A model of a 1 MW_th atmospheric bubbling fluidized combustor burning waste wood fuel (feeding) is fresented. The model incorporates both the solid and gas phases. The bed is assumed to consist of two phases, of which the emulsion phase takes both gas and solids into account, while the bubble phase consists only of gas. A wide size distribution of biomass feed, representative of the actual boiler feed, has been assumed. The model calculates the gas composition, velocities, and other important hydrodynamic parameters in both the emulsion and bubble phase. A particle size distribution model is included to calculate elutriation losses of fine char particles. This approach is novel in the sense that a population balance for fine particle class is derived, using the well-known mass balance principles, and a coupled discretized population balance equation, valid for the whole particle size range, is presented. The model takes into account devolatilization, fragmentation, and attrition of the solid phase along with gaseous profiles. It includes nine components for which differential equations have been derived and solved to calculate species concentration at any point along the bed height.

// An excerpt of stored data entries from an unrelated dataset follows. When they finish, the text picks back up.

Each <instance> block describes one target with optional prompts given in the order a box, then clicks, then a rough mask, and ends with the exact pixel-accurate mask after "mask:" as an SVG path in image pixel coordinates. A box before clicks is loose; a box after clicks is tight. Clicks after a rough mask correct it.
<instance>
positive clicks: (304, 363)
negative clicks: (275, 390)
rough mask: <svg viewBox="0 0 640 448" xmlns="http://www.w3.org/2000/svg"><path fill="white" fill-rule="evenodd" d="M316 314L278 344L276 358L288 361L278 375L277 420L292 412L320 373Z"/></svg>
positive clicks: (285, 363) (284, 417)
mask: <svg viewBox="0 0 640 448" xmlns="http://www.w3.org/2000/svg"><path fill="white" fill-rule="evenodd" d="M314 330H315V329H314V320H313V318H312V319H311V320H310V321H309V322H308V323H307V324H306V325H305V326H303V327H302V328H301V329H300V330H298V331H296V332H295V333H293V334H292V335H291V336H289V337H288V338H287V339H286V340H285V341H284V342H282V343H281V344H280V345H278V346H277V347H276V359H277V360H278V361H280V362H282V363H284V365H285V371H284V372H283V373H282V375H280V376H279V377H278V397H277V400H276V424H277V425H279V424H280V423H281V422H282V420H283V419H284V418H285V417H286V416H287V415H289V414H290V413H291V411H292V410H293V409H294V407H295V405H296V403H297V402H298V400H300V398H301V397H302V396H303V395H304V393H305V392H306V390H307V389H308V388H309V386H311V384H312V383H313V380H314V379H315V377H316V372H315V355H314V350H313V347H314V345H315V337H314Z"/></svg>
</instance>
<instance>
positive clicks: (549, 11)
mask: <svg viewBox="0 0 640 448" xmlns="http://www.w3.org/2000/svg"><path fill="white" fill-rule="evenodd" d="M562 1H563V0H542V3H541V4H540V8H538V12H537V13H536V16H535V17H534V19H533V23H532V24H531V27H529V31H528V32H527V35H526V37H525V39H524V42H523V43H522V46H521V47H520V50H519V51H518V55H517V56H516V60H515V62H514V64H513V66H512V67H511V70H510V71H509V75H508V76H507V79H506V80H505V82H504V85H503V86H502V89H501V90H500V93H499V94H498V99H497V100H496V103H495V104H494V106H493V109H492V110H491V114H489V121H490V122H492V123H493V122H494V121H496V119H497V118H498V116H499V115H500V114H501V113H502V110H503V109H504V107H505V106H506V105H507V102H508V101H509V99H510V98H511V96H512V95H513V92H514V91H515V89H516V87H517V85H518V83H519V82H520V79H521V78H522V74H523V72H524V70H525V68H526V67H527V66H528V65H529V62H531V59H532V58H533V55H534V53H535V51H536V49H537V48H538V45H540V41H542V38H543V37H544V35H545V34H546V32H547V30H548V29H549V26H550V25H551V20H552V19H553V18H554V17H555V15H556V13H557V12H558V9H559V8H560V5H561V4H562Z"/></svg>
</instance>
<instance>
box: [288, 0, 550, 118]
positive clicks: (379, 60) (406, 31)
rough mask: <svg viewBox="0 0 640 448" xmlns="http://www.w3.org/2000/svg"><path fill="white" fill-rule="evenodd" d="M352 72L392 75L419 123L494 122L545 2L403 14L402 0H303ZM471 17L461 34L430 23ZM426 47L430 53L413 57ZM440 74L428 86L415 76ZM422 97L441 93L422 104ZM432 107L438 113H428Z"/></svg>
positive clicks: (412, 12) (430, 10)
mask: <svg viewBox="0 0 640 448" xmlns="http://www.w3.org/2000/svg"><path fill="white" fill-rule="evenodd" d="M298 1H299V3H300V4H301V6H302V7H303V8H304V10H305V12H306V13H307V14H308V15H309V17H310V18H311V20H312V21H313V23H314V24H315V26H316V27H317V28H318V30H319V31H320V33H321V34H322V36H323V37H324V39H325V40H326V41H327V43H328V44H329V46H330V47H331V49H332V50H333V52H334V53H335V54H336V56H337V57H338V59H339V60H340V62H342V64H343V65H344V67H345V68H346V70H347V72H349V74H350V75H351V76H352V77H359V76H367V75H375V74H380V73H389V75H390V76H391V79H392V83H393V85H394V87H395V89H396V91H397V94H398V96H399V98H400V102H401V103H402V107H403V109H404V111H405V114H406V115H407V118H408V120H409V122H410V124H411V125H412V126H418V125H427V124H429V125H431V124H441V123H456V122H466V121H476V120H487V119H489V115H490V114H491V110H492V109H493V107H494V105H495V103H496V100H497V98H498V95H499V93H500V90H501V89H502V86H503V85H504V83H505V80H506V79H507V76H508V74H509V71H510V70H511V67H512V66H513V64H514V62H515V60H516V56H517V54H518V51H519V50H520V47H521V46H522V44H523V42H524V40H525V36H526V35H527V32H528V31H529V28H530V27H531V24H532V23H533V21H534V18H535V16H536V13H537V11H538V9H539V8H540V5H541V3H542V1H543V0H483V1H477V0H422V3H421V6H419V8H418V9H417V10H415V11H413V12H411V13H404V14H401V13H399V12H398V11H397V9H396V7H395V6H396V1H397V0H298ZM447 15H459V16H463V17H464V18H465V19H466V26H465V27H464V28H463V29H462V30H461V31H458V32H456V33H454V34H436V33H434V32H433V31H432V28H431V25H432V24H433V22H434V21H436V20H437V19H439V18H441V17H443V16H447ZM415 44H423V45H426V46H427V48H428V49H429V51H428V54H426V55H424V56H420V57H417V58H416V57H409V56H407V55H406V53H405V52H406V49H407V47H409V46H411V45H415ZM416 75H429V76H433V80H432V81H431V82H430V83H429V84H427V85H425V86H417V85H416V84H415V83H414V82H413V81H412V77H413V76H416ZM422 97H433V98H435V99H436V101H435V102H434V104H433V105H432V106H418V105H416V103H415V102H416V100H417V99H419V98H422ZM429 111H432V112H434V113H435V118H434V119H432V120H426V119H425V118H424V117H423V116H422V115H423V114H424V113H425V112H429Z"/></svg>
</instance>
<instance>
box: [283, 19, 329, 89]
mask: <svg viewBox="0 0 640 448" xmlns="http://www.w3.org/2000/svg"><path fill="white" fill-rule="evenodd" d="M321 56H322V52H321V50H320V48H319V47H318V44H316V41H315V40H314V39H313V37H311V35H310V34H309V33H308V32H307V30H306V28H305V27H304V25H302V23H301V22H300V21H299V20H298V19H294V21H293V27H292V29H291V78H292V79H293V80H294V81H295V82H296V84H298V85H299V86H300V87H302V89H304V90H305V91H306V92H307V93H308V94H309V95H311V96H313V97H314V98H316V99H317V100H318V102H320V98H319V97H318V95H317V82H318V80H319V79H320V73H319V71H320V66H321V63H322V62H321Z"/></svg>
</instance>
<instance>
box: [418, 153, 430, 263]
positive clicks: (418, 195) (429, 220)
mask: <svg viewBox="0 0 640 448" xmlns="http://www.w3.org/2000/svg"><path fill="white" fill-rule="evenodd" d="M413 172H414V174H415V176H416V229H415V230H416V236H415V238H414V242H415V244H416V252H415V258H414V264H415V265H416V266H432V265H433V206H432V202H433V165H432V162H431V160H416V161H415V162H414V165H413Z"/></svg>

In total, 20 particle size classes have been considered, 10 of which are considered as feed and the rest as fine classes. The model aims to assess the effect of different parameters on boiler performance and gaseous emissions. A sensitivity analysis of the gaseous emission profiles with respect to different variables and parameters defining different submodels has been carried out. A homogeneous NO_x model has been included with individual kinetic parameters for relevant species. It has been found that gas hydrodynamics play a significant role, and the system can be optimized using these parameters.